7. Ensure that the group names that the system receives from the identity provider align with the groups referenced in your security schema and command access control files.

8. Redeploy your config by running the following command:

   deploy
   

   If you have multiple configs, specify the config name with -c <config-name>.

Connect to the system and log in as a user that is authenticated by your identity provider.

---

Configuring OIDC authentication

To configure OIDC authentication, update the Liberty configuration to work with your identity provider and redeploy the system.

1. Update the <config-name>/configuration/server-extensions.xml file to configure OIDC:

   1. Add the openidConnectClient-1.0 feature element:

      <featureManager>
        ...
        <feature>openidConnectClient-1.0</feature>
      </featureManager>
      

   2. Add the <openidConnectClient> element and populate the attributes according to the values from your identity provider.
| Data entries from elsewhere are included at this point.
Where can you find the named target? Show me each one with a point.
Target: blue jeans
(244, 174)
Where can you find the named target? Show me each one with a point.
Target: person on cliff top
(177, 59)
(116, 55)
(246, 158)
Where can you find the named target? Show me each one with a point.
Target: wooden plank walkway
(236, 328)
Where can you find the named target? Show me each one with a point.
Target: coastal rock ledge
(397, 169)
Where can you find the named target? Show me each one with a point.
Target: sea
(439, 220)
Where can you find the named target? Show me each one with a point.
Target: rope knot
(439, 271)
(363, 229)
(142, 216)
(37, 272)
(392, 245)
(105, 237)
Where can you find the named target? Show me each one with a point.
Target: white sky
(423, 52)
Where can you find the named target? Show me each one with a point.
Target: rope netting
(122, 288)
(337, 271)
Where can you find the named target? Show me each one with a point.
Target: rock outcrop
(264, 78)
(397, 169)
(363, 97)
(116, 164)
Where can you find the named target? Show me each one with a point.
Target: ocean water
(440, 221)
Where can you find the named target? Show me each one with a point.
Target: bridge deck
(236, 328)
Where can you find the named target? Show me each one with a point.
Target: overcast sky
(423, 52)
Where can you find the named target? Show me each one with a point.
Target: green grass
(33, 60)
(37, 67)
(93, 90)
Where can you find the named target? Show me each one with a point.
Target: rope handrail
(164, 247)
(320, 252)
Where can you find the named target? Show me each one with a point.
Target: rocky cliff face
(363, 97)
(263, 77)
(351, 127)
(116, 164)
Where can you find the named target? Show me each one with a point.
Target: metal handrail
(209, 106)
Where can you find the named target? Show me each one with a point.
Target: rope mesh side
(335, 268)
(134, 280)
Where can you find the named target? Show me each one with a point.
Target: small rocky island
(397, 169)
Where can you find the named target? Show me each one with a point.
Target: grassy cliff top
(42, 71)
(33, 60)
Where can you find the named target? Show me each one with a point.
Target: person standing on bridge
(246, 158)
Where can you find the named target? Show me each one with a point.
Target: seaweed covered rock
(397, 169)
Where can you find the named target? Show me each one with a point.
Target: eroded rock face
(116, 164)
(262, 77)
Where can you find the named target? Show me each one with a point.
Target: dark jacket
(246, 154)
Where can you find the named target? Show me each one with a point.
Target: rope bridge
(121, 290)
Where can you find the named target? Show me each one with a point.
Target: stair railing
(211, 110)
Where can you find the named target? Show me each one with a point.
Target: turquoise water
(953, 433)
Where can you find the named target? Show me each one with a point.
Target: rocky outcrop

      The following attributes are used in this example configuration:

      • id - an ID for this OIDC client defined in Liberty. This value is used in the redirect URI of the client in the provider.
      • clientId - the ID of the client for i2 Analyze defined in the provider.
      • clientSecret - if your provider is configured for client authentication, this is the secret used to authenticate the client with the provider.
      • discoveryEndpointUrl - the URL for the OpenID Endpoint configuration from the provider.
      • signatureAlgorithm - the algorithm used to encrypt tokens.

      • groupIdentifier - the name of the claim in the token that contains a user's group information.

        <openidConnectClient 
        id="client01"
        clientId="oidc-example"
        clientSecret="${CLIENT_SECRET}"
        discoveryEndpointUrl="https://keycloak.eia:8443/realms/oidc-example/.well-known/openid-configuration"
        signatureAlgorithm="RS256"
        groupIdentifier="groups"
        />
        

      • To provide the value for the clientSecret you can use the Application Secrets mechanism as demonstrated in the example, or provide the value directly.

      • For more information about all of the configuration options available for configuring OIDC in Liberty, see OpenID Connect Client 1.0.

2. Ensure that the group names that the system receives from the identity provider align with the groups referenced in your security schema and command access control files.

3. Redeploy your config by running the following command:

   deploy
   

   If you have multiple configs, specify the config name with -c <config-name>.